Amazon’s second original series, comedy “Betas,” follows four guys in Silicon Valley trying to turn their start-up into the next Facebook.
“Betas,” Amazon’s second original series, may stretch the truth when it comes to Silicon Valley, but it was dead serious about the wardrobe.
“The hoodie work on this show is spot on,” said Joe Dinicol, who plays the leader of a band of tech-star wannabes in “Betas.”
The show, which debuted Friday on Amazon Instant Video, turns to another industry town after Amazon’s first series, “Alpha House,” dove into Washington D.C. With “Betas,” Amazon put the spotlight on a city closer to home. Seattle-based Amazon was always mindful of getting Silicon Valley and the tech world right, said Evan Endicott, one of the creators and writers of the show.

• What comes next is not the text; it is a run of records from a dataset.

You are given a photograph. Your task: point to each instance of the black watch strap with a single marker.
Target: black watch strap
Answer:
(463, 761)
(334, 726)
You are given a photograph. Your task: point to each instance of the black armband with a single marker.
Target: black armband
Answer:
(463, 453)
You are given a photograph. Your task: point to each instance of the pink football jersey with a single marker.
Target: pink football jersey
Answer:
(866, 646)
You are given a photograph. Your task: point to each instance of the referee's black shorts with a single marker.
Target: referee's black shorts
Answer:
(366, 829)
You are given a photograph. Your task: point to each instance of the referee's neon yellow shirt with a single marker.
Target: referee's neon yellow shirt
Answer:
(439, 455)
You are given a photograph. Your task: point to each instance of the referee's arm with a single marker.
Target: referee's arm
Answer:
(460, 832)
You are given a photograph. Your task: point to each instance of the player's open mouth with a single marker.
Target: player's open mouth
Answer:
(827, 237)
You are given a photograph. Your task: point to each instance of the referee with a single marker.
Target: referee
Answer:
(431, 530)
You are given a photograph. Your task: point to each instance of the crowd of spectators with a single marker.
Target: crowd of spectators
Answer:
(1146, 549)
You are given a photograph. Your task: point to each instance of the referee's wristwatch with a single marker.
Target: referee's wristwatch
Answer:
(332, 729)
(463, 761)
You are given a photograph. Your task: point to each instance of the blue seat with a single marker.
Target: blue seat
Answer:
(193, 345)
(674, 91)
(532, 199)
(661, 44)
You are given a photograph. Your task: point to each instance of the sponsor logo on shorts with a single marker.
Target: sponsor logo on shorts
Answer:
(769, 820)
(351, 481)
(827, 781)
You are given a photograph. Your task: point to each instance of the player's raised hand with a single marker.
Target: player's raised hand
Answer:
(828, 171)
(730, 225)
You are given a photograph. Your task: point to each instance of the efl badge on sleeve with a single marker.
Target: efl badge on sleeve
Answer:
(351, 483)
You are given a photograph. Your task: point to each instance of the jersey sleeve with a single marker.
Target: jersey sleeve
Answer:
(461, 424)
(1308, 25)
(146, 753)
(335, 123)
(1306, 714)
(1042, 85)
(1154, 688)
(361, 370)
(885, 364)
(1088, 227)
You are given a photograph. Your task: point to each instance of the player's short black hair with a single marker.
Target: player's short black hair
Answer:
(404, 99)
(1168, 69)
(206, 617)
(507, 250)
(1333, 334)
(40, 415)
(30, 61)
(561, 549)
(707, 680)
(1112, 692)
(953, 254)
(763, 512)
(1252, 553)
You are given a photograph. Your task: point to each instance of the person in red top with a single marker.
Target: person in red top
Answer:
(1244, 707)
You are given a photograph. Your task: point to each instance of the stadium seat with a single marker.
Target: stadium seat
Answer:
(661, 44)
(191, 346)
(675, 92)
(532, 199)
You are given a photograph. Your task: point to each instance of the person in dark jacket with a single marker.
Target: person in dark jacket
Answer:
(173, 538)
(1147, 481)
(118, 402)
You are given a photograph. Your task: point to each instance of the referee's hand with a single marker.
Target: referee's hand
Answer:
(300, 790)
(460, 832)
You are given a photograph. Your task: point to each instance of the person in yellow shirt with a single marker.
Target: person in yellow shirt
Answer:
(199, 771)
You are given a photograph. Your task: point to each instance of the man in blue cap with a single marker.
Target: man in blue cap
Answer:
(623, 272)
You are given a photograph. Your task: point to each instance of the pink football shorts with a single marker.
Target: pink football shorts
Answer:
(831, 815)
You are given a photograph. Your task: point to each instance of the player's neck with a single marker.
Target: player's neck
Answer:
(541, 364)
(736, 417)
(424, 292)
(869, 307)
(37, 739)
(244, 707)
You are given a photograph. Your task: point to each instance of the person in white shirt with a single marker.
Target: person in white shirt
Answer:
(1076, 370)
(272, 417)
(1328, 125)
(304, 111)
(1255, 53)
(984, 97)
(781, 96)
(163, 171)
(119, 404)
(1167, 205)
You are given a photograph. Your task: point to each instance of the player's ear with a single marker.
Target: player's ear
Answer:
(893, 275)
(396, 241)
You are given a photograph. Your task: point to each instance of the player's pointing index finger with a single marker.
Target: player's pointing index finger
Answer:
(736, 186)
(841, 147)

Read: How Amazon Studios went from grassroots idealist to Hollywood threat
Unfortunately for Amazon, the characters aren’t members of Prime, the $79-a-year two-day shipping service that includes premium streaming video — which “Betas” watchers will need to pay if they want to see more than the the first three episodes. When one of the main characters, Hobbes, makes an impulse purchase online, he has to to wait a full four to five business days to receive his robotic vagina.
“I kept trying to get Jeff Bezos in an episode,” Endicott said. Spoiler: He did not succeed. Other Silicon Valley cameos are scarce, though the series gets a few other big names. Moby shows up talking about sexual congress with an octopus, and Sandra Oh is in the wings to play the mom of one of the main female characters.

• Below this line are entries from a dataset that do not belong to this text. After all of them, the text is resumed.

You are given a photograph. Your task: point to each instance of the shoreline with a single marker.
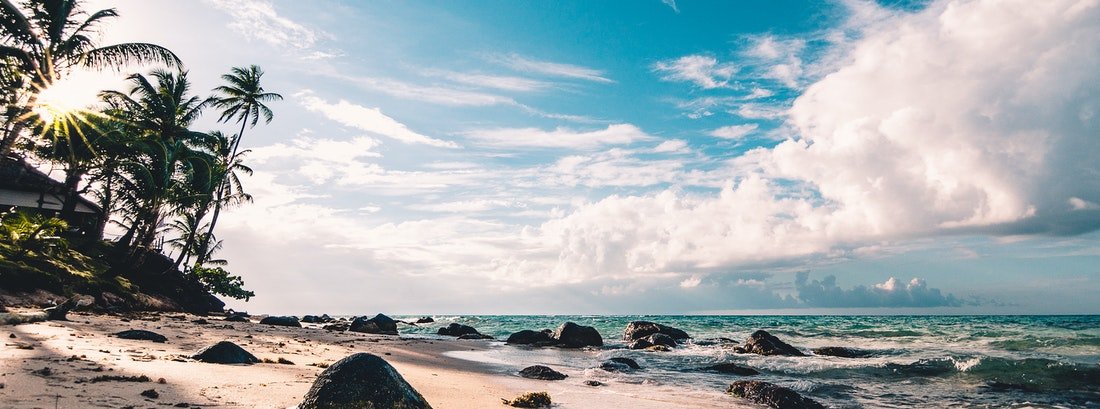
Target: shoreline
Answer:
(443, 371)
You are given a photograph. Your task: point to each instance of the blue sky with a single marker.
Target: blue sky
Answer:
(659, 156)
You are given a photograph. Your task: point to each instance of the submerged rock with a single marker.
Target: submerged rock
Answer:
(619, 364)
(226, 353)
(540, 372)
(771, 395)
(733, 368)
(458, 330)
(637, 330)
(378, 324)
(763, 343)
(362, 380)
(842, 352)
(657, 339)
(141, 335)
(543, 338)
(572, 335)
(281, 321)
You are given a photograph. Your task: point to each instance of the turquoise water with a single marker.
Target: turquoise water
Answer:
(985, 362)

Josh Stoddard, who created “Betas” with Endicott, said replicating Silicon Valley and entertaining the masses was a tricky tightrope. “We wanted to get it right but we also wanted to entertain without alienating anyone,” he said. “I like shows that drop you in the middle of a world you don’t fully understand but have a certain amount of universals you can relate to.”
On the whole, “Betas” recreates the aura of Silicon Valley, while taking liberties to crack a joke or smooth over a plot device that, to anybody outside the Bay Area, won’t evoke any groans.
Hoodies are indeed ubiquitous, for example. That’s true. And lines like “I’m 35, that’s like 95 in Valley years” harken back to comments made by a then-22-year-old Facebook Chief Executive Mark Zuckerberg stressing the “importance of being young and technical…Young people are just smarter.”
But some details may test insiders’ suspension of disbelief:
The idea you could get into a big venture capitalist’s party by telling the man with the guest list that you’re this guy:
Google co-founder and Chief Executive Larry Page
Even if you look like this guy:
Joe Dinicol plays Trey on Amazon’s “Betas.”
Screenshot by Joan E. Solsman/CNET)
One of your friends might make a bet with you in Bitcoins, but would she pull out an actual, physical Bitcoin? (Physcial versions of the digital currency Bitcoin do exist. They sell for $9,999 on eBay.)
“I got a Bitcoin on Bollywood.”
Screenshot by Joan E. Solsman/CNET)
- Could Bi-Rite Creamery conceivably ever not have a line stretched around the block?
A typical night at Bi-Rite Creamery.
Ann Larie Valentine/Flickr Creative Commons)
To be fair to the “Betas” crew, the scene at Bi-rite at the start of the third episode visually alludes to a teeming mass trying to get into the ice-cream shop. A drug bust interrupts before we can see the full picture.
And some of the tech jokes land well: “It’s like Uber for weed. Doober.”
It’s unfortunate that the creators didn’t come up with a better name for their own start-up, a match-making social network that aims to connect people so perfectly they get off their devices and interact in real life. IRL would have been the perfect name. Instead, it’s called BRB. (And BRB? Terrible SEO, if you can’t get enough of jargony abbreviations.)
Given the Valley’s storied past of terrible start-up names, though, BRB may actually give the show another point of cred.
Ultimately, “Betas” success or failure won’t hinge on Silicon Valley details. The setting is simply that: the stage the creators chose to set their characters loose and tell jokes. The characters and the jokes are what will make the show succeed or fail.
I’d bet a Bitcoin on it, if I hadn’t left them all at home.